Pria berumur 60 tahun membuka pintu menemukan Saka yang sudah tertidur pulas dan Arka yang masih setia di sampingnya, pria manis yang tampak berantakan itu segera berdiri, menyapa ayah dari kekasihnya.
“Sudah, bersih-bersih dulu. Tadi, Jeonny membawakan kamu baju. Jangan khawatir, anak om kuat.

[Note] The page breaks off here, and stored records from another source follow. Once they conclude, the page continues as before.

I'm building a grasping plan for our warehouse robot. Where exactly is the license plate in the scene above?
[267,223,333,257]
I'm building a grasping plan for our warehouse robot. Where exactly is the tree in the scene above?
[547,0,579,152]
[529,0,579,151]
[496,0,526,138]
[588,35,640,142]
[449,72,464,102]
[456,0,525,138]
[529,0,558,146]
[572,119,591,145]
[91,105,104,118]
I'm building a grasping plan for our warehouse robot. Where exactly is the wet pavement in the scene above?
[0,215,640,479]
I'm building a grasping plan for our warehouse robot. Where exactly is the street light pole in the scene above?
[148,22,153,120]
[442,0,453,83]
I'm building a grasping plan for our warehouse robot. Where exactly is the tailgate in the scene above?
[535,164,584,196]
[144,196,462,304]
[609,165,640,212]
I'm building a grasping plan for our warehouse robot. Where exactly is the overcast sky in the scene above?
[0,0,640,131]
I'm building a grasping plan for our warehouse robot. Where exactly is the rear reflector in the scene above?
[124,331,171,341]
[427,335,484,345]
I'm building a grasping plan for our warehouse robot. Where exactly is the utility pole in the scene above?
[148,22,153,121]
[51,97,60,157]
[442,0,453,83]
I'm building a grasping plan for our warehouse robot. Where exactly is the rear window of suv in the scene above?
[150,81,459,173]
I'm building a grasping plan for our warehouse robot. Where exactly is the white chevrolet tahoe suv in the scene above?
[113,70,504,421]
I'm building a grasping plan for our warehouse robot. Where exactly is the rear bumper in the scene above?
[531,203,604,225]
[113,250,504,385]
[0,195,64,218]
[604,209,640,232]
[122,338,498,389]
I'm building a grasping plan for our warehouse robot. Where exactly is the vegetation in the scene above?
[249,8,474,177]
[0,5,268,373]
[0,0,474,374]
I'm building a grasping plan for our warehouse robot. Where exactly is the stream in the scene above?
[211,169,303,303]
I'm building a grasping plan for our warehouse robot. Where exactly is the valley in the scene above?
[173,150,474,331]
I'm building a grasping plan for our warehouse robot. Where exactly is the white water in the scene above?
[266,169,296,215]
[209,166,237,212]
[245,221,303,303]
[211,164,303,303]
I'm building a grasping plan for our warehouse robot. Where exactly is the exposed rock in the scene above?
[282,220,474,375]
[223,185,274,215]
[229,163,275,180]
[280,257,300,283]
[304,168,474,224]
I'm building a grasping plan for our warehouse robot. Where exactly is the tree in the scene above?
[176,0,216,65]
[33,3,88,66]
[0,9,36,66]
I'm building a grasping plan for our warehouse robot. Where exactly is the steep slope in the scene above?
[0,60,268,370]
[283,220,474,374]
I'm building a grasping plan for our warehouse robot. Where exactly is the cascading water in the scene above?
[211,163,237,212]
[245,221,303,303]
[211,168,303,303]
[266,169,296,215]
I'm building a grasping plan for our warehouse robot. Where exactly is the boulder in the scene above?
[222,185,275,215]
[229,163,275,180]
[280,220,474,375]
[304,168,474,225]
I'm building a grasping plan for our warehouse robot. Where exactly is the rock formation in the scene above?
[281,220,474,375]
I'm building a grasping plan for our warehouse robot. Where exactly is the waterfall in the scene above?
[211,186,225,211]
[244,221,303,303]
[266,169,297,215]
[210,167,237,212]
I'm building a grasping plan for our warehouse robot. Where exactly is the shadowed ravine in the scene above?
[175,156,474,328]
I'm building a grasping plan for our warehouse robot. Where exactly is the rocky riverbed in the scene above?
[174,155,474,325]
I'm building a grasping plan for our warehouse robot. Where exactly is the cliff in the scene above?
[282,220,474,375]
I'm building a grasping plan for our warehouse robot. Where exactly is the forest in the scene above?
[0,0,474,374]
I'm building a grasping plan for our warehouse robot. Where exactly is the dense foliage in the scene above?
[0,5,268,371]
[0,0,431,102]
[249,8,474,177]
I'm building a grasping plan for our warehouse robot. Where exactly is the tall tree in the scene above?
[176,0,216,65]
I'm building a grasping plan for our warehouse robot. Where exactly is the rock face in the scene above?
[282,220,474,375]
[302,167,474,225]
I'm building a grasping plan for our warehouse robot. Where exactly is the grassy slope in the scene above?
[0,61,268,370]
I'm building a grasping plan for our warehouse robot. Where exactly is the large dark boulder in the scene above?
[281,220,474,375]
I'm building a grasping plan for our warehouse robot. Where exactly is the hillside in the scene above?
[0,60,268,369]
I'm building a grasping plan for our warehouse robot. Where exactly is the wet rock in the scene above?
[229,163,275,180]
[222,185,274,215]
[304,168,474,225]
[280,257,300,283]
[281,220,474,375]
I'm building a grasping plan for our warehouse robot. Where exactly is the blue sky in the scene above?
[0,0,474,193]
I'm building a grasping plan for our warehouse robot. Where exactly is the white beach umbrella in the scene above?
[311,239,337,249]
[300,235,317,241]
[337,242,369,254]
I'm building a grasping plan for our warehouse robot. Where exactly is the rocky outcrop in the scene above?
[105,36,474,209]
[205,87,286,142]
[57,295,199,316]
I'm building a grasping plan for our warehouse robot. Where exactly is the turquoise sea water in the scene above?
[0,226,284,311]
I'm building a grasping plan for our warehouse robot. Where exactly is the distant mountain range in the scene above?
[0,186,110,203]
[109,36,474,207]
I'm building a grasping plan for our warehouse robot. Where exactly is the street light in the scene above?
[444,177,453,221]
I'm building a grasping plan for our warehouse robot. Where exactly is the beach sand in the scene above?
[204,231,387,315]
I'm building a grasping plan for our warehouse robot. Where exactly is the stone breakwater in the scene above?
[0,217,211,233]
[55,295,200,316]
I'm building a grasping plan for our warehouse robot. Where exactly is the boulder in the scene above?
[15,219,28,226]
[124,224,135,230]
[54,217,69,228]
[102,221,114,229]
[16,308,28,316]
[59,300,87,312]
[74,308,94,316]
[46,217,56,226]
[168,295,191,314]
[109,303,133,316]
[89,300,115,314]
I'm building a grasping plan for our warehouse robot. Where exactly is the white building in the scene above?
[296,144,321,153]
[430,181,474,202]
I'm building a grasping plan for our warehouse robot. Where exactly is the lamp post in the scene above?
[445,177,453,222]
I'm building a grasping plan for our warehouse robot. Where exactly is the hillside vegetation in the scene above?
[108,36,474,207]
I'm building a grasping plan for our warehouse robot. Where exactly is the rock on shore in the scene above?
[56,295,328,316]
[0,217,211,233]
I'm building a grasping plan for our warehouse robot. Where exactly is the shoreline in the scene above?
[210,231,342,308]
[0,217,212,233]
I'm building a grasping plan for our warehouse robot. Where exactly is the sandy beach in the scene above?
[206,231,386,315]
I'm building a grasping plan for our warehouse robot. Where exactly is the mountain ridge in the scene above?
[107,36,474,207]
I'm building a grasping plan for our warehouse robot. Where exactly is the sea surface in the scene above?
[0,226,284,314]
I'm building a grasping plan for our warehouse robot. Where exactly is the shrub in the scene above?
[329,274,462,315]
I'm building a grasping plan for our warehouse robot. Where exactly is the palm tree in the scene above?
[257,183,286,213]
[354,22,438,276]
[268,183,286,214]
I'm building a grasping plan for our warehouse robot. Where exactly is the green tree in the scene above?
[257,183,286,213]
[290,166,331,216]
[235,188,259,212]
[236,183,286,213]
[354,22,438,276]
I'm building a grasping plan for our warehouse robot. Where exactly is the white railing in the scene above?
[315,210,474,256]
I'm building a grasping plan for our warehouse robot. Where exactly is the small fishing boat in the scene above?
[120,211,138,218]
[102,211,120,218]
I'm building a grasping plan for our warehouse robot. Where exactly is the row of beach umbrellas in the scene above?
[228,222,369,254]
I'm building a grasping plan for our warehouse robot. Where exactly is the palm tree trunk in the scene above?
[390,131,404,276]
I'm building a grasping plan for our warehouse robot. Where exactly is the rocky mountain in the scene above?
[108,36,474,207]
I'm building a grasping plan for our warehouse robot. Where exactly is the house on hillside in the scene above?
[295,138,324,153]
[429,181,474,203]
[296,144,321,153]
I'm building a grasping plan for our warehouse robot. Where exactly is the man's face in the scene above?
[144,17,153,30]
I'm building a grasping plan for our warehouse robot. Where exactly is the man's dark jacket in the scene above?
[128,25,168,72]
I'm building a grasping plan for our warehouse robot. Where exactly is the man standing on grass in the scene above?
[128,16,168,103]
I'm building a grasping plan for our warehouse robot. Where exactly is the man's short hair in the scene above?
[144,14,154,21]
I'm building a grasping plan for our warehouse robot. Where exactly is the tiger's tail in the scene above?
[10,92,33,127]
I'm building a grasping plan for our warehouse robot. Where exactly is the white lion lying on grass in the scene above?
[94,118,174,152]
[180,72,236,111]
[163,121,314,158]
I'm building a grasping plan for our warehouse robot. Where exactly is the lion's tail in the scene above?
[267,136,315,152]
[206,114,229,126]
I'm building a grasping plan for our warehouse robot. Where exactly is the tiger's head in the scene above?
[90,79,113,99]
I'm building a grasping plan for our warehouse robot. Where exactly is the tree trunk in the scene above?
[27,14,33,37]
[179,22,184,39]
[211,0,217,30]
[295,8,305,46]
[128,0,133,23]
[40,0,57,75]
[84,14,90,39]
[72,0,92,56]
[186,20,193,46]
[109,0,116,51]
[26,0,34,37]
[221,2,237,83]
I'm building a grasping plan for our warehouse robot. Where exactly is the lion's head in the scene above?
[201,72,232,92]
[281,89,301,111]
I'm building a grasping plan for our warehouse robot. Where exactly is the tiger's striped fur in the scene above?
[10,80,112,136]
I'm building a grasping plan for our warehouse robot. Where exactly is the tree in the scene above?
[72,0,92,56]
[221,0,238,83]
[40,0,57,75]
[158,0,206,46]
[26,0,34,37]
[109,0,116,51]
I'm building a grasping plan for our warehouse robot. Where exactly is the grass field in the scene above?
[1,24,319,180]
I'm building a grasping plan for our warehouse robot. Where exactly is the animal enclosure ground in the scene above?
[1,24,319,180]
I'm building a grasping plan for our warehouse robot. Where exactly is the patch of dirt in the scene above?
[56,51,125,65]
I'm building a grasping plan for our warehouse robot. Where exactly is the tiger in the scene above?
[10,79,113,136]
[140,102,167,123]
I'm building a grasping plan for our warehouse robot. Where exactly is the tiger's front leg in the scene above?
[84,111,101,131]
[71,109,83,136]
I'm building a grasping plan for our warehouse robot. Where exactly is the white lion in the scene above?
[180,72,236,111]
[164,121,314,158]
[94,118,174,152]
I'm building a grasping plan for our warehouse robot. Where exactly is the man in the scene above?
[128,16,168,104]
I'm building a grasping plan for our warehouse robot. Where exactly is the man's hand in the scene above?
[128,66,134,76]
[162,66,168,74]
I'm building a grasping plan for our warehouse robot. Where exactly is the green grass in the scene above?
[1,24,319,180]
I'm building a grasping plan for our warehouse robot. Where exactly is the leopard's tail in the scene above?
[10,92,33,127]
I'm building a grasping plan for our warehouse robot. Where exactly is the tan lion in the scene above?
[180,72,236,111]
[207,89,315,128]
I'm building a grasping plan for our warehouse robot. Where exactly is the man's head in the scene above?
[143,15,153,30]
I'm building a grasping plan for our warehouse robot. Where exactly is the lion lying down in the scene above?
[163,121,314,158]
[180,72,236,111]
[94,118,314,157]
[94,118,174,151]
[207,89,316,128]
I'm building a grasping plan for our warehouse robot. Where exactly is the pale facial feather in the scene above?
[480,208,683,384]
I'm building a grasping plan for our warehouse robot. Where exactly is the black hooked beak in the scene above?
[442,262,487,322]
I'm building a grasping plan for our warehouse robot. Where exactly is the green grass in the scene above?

Tampaknya tidak ada komplikasi, tapi tolong segera laporkan bila ada yang aneh.” ucap Bumi dengan nada berbisik. “Kamu tidak apa-apakan untuk menjaga Saka?” tanya Bumi, Arka menggeleng kuat.
“Biar saya yang jaga, Pak.” pinta Arka, Bumi mengangguk tanda setuju, menepuk lengan Arka, mencoba memberinya kekuatan.
Akhirnya, semua orang pulang kecuali Arya, yang bertugas menjaga Arka, seperti membelikannya makan, atau apapun yang kedua kekasih itu butuhkan, sebelum yang lainnya datang untuk berjaga, menggantikannya.